Nope, these are odd times indeed. The times that make you put away the stats sheets and the flow charts and just watch guys trying to win baseball games. The Mariners came in here with a bunch of subs trying to scrape together runs. Instead, they have won their first series here since 2001 and guaranteed a winning record on this trip, now 5-3, that ends tomorrow.
Which brings us to Roy Corcoran.

Of all the guys who could have come in to pitch that seventh inning, he was the one whose choice was most likely to induce the loudest groaning amongst Mariners fans.
I mean, the guy hadn’t pitched in a week. He’d been limited to mop-up duty for weeks since coming off the DL and has struggled all year to find the strike zone.
Not today. He stepped up huge, as the Mariners have this entire road trip.
Turns out Corcoran went to see manager Don Wakamatsu in his office pre-game. Corcoran knows the score. Knows his status with this team has been in doubt for some time. He isn’t happy with his performances and has to be worried about his future.
“i had a talk with Wak earlier and I told him I hadn’t felt this healthy all season,” he said. “I hadn’t felt this good all year. I was just…I’ll tell you, man, I’ve had my back against the wall all year. kind of beating myself up. Not kind of, I was. It’s a good feeling to get out there, help us out and we ended up winning that game. That’s huge for us.”
Corcoran said he went in to see Wakamatsu just to give himself piece of mind.
“He told me ‘The ball’s in your court. Get out there and throw the ball.’ ”
Corcoran laughed.
“It just happened to be the day I threw the ball well.”
But it’s no laughing matter to him.
“I’ve had it pretty rough,” he said.
Click here to listen to some of what Corcoran had to say.
Wakamatsu said he laid it out pretty straight for Corcoran.
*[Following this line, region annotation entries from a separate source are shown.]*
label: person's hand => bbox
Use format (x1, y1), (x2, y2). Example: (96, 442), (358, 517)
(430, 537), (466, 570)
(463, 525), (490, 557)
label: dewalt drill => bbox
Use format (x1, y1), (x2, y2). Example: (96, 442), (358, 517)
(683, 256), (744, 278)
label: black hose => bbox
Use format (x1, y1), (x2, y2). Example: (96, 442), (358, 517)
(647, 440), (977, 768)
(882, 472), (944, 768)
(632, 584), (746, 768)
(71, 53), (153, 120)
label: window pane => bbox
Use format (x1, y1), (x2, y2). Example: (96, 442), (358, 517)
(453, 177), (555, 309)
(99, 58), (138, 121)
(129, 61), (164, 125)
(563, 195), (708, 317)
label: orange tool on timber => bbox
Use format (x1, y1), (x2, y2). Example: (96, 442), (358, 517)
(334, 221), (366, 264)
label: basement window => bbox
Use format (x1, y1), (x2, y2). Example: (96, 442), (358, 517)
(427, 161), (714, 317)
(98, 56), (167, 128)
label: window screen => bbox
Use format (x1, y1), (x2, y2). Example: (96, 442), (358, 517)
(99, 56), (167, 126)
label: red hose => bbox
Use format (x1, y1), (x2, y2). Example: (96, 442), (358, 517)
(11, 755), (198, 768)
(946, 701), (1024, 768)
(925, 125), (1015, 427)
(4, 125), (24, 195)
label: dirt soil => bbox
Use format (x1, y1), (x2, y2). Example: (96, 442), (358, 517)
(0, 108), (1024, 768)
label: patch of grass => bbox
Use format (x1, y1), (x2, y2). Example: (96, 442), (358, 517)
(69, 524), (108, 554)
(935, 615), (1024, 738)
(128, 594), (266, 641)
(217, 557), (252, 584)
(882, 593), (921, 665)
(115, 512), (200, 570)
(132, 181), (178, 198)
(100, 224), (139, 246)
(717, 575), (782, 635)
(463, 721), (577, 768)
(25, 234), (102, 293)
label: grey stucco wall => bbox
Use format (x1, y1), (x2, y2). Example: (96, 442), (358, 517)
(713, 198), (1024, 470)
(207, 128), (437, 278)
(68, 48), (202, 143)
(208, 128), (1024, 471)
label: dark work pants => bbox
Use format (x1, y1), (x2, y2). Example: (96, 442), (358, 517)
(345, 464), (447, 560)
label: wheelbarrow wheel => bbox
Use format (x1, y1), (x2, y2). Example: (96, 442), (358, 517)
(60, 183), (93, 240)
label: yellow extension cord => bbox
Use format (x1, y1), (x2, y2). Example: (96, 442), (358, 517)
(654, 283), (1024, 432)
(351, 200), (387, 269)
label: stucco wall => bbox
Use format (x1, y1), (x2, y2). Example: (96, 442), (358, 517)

“The biggest difference is, he got to a point where he challenged hitters,” Wakamatsu said. “Instead of protecting, he went out there and was the aggressor today. He set the tone right out of the chute.”
Garrett Olson also delivered a key performance today, lasting 6 1/3 innings against this patient Boston lineup — yielding only a two-run homer by Jason Varitek on the scoreboard.
For me, the key moment was the Russell Branyan at-bat in the fifth, an 11-pitch sacrifice fly to tie the game and help force Brad Penny from the contest about an inning ahead of schedule. I’ve written extensively about that for tomorrow’s game story, so I’ll limt what I say here. But it was huge. Moments like those can turn a game. This team had the right plate approach today and it paid off.
The Mariners are now four games over .500 and two games out of first place.